I made a truth table for this, to take into account the eight (\(2^3\)) different combinations of truth or falsehood on the part of A, B and C. For each of these, “T” means “told the truth” and “F” means “lied.”

Case number A B C Interpretation
1 T T T A tells the truth. B confirms it. C says B confirmed A.
2 T T F A tells the truth. B confirms it. C lies that B didn’t confirm A.
3 T F T A tells the truth. B says A lied. C says B says A lied.
4 T F F A tells the truth. B says A lied. C lies that B confirmed A.
5 F T T A lies. B says A lied. C says B didn’t confirm A.
6 F T F A lies. B says A lied. C lies and says B confirmed A.
7 F F T A lies. B lies that A told the truth. C says B confirmed A.
8 F F F A lies. B lies that A told the truth. C lies that B didn’t confirm A.

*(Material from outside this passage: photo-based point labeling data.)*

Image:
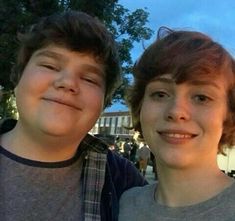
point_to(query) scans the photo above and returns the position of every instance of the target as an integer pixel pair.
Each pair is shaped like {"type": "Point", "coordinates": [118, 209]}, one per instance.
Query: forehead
{"type": "Point", "coordinates": [217, 81]}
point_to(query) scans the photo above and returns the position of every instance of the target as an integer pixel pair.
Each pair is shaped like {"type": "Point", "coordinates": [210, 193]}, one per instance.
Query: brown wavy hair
{"type": "Point", "coordinates": [76, 31]}
{"type": "Point", "coordinates": [186, 55]}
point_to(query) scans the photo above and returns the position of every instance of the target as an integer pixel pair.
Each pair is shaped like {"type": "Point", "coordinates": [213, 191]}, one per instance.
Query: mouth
{"type": "Point", "coordinates": [176, 137]}
{"type": "Point", "coordinates": [63, 102]}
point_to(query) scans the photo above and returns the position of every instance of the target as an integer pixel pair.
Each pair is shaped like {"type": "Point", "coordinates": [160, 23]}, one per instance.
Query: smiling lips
{"type": "Point", "coordinates": [176, 137]}
{"type": "Point", "coordinates": [63, 102]}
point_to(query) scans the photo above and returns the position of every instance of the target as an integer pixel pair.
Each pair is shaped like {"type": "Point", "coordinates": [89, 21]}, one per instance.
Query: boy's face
{"type": "Point", "coordinates": [183, 123]}
{"type": "Point", "coordinates": [60, 93]}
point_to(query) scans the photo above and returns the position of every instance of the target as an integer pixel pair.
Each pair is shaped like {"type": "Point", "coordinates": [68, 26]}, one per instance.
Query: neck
{"type": "Point", "coordinates": [183, 188]}
{"type": "Point", "coordinates": [39, 147]}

First let’s find \(P(E)\). \(E\) is any case where C says B confirmed A: 1, 4, 6 and 7. The probabilities of those cases are:

  • 1: TTT - \((1/3)^3 = 1/27\)
  • 4: TFF - \((1/3)(2/3)^2 = 4/27\)
  • 6: FTF - \((2/3)(1/3)(2/3) = 4/27\)
  • 7: FFT - \((2/3)^2(1/3) = 4/27\)

with a sum of \(13/27\).

Next, \(P(E|X)\): the conditional probability that C says B confirmed A, given that A told the truth. This is easiest to calculate as \(P(E \cap X) / P(X)\): \(P(E \cap X)\), the probability that A tells the truth and C says B confirms A, is just the subset of the cases of \(P(E)\) where A also told the truth: 1 and 4. Those have a combined probability of \(5/27\). Finally, \(P(X) = 1/3\). So, \(P(E|X) = P(E \cap X) / P(X) = (5/27) / (1/3) = 5/9\).

Putting this all together in Bayes’s theorem:

\[P(X|E) = {P(E|X) \over P(E)} \cdot P(X) = { { 5 \over 9} \over {13 \over 27} } \cdot {1 \over 3 } = {5 \over 9} \cdot {27 \over 13} \cdot {1 \over 3} = { 5 \over 13 }\]

That’s a bit more than ⅓: the additional information about B and C actually did give us a little more confidence that A told the truth!


Probability is complicated and counterintuitive. Never trust your intuition unless you’ve got a theorem backing it up.

Epilogue: A Simpler Solution

We were looking for \(P(X|E)\). That doesn’t actually require a detour through Bayes’s theorem: we could have just used the definition of conditional probability, combined with the truth table above. \(P(X \cap E)\) and \(P(E \cap X)\) are the same, so:

\[P(X|E) = {P(X \cap E) \over P(E)} = { {5 \over 27 } \over {13 \over 27} } = {5 \over 13}\]

But I just thought this post was more fun with a detour through Bayes’s theorem, which is quite possibly the most important theorem in probability theory.

(Thanks to Ask MetaFilter for backing me up when I was doubting myself on this one. The discussion there is worth reading, especially this comment for a concise justification of why we need to take the information about B and C into account.)